Die Musik des vielfach ausgezeichneten Komponisten Müller-Wieland spiegelt den episodischen und fragmentarischen Charakter des Librettos. Ein Flügel und 18 Streicher bewegen sich in Steigerungen und Spiralen von gehauchten Tremoli zu brutalen Clustern und schmerzhaften Reibungen, sie zitieren Bekanntes und probieren Neues aus, sie husten und flüstern.
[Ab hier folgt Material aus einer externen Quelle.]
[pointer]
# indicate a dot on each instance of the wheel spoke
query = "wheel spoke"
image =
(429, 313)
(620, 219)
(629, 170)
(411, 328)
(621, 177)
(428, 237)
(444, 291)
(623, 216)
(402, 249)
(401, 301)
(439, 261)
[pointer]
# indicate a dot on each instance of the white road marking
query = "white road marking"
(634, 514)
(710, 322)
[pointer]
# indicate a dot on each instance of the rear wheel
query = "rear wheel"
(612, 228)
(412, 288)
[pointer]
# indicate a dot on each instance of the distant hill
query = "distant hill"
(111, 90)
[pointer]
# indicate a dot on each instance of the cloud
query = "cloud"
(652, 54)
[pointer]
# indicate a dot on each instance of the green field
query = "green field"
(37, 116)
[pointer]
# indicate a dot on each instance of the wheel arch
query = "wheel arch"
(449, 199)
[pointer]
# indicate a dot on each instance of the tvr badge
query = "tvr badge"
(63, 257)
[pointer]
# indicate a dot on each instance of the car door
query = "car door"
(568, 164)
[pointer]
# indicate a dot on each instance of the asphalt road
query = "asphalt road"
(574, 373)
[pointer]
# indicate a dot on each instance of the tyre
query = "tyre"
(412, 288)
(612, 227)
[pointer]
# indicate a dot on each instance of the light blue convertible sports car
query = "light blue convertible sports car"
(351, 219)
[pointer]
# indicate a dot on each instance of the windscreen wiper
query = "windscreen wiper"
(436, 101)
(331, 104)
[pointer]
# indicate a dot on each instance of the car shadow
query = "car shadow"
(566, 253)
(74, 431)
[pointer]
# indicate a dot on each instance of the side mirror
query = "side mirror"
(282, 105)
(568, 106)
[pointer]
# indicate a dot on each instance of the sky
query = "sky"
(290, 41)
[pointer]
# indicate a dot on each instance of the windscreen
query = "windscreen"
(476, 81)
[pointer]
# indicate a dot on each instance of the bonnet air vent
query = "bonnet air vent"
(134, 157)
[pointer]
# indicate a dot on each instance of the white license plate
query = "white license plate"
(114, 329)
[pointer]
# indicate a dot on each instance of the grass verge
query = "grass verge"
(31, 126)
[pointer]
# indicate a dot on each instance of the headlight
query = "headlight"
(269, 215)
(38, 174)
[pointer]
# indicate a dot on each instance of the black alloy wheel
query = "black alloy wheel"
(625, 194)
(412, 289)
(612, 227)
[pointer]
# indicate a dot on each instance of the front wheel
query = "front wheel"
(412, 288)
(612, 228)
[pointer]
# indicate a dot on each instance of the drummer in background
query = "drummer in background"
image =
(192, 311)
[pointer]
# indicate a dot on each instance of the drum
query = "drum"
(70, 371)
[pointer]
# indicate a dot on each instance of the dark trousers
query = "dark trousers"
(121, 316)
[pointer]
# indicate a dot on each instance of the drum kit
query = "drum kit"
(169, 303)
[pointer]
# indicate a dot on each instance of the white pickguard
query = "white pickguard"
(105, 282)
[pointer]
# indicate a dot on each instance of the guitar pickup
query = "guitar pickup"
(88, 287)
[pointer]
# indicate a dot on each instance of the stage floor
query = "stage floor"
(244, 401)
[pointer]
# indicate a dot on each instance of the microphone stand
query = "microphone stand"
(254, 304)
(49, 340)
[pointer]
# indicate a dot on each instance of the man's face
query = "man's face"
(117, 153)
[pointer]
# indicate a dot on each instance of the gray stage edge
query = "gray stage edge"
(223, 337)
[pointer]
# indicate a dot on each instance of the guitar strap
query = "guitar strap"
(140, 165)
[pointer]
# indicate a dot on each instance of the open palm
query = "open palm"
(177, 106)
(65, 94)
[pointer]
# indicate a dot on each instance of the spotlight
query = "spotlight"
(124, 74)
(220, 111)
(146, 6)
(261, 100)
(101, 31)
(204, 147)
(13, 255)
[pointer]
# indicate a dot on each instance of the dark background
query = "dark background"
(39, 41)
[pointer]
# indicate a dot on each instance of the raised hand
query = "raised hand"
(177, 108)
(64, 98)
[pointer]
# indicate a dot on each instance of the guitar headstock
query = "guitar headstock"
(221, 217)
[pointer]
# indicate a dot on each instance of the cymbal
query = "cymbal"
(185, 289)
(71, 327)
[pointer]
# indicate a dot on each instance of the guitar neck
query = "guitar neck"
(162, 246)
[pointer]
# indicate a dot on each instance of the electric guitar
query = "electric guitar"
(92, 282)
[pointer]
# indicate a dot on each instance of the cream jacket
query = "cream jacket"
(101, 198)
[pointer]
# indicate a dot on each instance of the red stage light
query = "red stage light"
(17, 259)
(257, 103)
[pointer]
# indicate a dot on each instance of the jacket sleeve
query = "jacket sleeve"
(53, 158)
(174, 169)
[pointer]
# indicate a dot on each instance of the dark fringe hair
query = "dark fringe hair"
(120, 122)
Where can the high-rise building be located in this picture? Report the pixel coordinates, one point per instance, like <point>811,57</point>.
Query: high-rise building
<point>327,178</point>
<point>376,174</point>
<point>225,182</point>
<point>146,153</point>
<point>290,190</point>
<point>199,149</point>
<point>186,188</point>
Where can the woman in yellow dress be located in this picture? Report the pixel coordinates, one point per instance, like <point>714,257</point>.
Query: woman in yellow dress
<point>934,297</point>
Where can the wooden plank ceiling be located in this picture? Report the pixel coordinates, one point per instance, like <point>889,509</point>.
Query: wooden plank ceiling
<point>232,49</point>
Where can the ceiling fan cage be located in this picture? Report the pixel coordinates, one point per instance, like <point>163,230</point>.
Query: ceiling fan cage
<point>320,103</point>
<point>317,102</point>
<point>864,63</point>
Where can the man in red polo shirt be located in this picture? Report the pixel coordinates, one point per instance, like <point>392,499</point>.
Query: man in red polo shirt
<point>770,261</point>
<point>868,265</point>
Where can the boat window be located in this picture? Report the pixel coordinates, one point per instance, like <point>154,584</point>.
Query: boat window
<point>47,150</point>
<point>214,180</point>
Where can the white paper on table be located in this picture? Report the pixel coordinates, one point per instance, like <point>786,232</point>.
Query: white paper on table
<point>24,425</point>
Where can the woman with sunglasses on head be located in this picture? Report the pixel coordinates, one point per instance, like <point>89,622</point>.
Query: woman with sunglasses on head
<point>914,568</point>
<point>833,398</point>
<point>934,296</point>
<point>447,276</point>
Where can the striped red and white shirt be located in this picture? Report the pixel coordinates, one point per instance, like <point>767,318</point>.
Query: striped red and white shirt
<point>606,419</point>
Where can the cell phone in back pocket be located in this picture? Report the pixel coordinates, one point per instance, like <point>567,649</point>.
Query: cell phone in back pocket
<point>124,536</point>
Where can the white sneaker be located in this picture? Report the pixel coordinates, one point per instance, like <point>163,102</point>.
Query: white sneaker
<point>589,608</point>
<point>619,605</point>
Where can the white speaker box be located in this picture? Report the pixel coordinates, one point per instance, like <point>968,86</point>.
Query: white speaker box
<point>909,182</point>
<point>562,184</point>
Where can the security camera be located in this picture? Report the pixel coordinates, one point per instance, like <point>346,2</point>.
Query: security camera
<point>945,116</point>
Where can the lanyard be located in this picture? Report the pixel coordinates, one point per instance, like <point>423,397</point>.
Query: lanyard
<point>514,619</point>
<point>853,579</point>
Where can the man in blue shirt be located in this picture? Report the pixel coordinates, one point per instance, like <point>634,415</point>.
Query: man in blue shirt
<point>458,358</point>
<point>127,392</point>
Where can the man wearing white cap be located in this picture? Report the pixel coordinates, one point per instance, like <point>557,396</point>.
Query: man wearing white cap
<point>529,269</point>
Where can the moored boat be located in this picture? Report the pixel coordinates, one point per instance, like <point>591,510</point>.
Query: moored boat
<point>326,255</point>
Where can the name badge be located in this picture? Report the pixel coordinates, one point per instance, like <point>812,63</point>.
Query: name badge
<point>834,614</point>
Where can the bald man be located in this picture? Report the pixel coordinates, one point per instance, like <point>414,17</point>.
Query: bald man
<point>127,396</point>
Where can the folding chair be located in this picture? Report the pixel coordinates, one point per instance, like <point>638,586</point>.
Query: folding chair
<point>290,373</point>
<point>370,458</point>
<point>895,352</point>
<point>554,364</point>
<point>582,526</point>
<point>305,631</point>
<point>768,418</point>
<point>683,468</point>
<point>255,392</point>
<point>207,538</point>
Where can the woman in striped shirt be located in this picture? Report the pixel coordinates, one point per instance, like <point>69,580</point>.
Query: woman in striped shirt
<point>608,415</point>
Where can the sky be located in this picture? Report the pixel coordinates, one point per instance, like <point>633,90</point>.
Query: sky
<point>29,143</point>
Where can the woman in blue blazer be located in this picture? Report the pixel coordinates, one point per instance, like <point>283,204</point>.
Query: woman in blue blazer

Wie das Leben ist auch die rhapsodische Partitur von Rhythmuswechseln, Leerstellen und Aufregungen geprägt, und wenn Müller-Wieland den Knacks so richtig hörbar machen will, lässt er seine Musiker auch schon mal mit den Füßen scharren, Triangel spielen und diese dann auf sein Kommando laut klirrend auf den Boden werfen.
Dazwischen liest und lebt Roger Willemsen Passagen aus seinem Buch, erzählt mit ungeheurer Beobachtungsgabe und sprachlicher Präzision über Alterungsprozesse und das Phänomen des Ausbleichens, wenn die Überzeugungen nicht mehr stark und die Genüsse nicht mehr strahlend sind.
Und ganz gleich, ob Glaube reflektiert wird, oder Goya, oder Guantanamo - die Balance zwischen Wort und Ton ist stets vollkommen. Zum Tacet des Ensembles gibt es bisweilen einen längeren Text, an anderer Stelle entspinnt sich ein lebhafter Dialog zwischen Sprecher und Orchester. Humoristischer Höhepunkt der anderthalb Stunden ist zweifelsohne die Skizze über die Einsamkeit in einem Restaurant, in dem zwei Frauen mit größter Kunstfertigkeit aneinander vorbeireden: absurdes Theater, zart ironisch untermalt von den wiederkehrenden Formeln des Ravelschen Boleros.
Immer wieder spielen sich Willemsen und Müller-Wieland auf dem schmalen Grat zwischen Lachen und Weinen den Ball zu, erforschen Hand in Hand die Risse, die sich in den Träumen auftun. Und dann "eröffnet sich eine Aussicht, den Menschen in seinem Knacks zu retten, ihn im Gehen wachsen zu sehen".